Il y a davantage de Parisiens que d'habitants de La Courneuve (Seine-Saint-Denis) au centre de vaccination de la commune (Seine-Saint-Denis), selon les chiffres de la mairie. La mairie estime que cette tendance est accentuée par les plateformes de type Doctolib. (FRANCE 2)

Afin de réorienter la vaccination vers leurs administrés les plus fragiles, certaines mairies ont privilégié les prises de rendez-vous par téléphone ou sur leur propre site internet, en n'ouvrant pas de créneaux sur les plateformes. Ce choix a poussé le préfet de Seine-Saint-Denis à leur adresser un rappel à l'ordre, dans un courrier diffusé par Libération. Le représentant de l'Etat dit comprendre l'existence de listes d'attente dans les centres, à hauteur de 30% des doses. En revanche, il juge "inconcevable que le département n'ouvre pas de rendez-vous sur Doctolib en février et en mars" et promet même de "tirer toutes les conséquences dans [s]es arbitrages ultérieurs", si la situation perdurait.

"Garantir l'équité"

Dans une situation de pénurie de vaccins, les mairies ont dû mettre en place de longues listes d'attente après le 18 janvier, au début de la campagne, car les rendez-vous avaient été tous pris en quelques heures. Contactée par franceinfo, la préfecture s'est contentée de renvoyer aux explications fournies sur les réseaux sociaux. L'ARS et la préfecture expliquent ainsi avoir "demandé conjointement aux centres de mettre à disposition les rendez-vous restant disponibles sur les plateformes prévues pour cela".
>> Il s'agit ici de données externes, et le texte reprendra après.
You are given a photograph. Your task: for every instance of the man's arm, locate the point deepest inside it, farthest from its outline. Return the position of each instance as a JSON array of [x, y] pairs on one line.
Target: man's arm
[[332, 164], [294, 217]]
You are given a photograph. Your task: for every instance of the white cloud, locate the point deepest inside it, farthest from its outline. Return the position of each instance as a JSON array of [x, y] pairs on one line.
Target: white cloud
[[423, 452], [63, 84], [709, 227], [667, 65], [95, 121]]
La maire de Drancy, Aude Lagarde, a ouvert ces créneaux sans attendre après ce courrier, repassant donc à un système mixte de réservations. Contactée par franceinfo, elle insiste toutefois sur les avantages "de la bonne vieille méthode par téléphone", qui a le mérite de simplifier "le processus et de le rendre plus humain".
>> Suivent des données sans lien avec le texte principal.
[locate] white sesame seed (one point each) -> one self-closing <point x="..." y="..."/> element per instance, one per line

"Dans nos villes populaires, les populations les plus modestes et les seniors sont éloignés de l'outil informatique, sauf s'ils ont des enfants."

Aude Lagarde, maire de Drancy

à franceinfo

"Le rôle de l'Etat est de garantir l'équité", reprend Hélène Colombani, "d'autant que certains territoires, comme la Seine-Saint-Denis, ont payé un lourd tribut, avec une mortalité très importante". L'ouverture de créneaux Doctolib risque par ailleurs de léser "ces personnes qui attendent depuis longtemps", met en garde la médecin, qui observe elle aussi le phénomène à Nanterre (Hauts-de-Seine), où elle exerce. Elle demande donc "un peu de latitude pour les professionnels de terrain et les collectivités", afin de permettre un accompagnement au plus près des personnes qui risqueraient de passer sous les radars.

Depuis lundi, l'ARS et la Caisse nationale d'assurance-maladie ont déployé un nouveau dispositif expérimental ciblé sur les personnes âgées précaires du département, selon une circulaire préfectorale datée du 12 février, consultée par franceinfo. Les personnes concernées seront directement contactées pour prendre rendez-vous afin d'accéder à la vaccination dans un centre dédié, à Bobigny.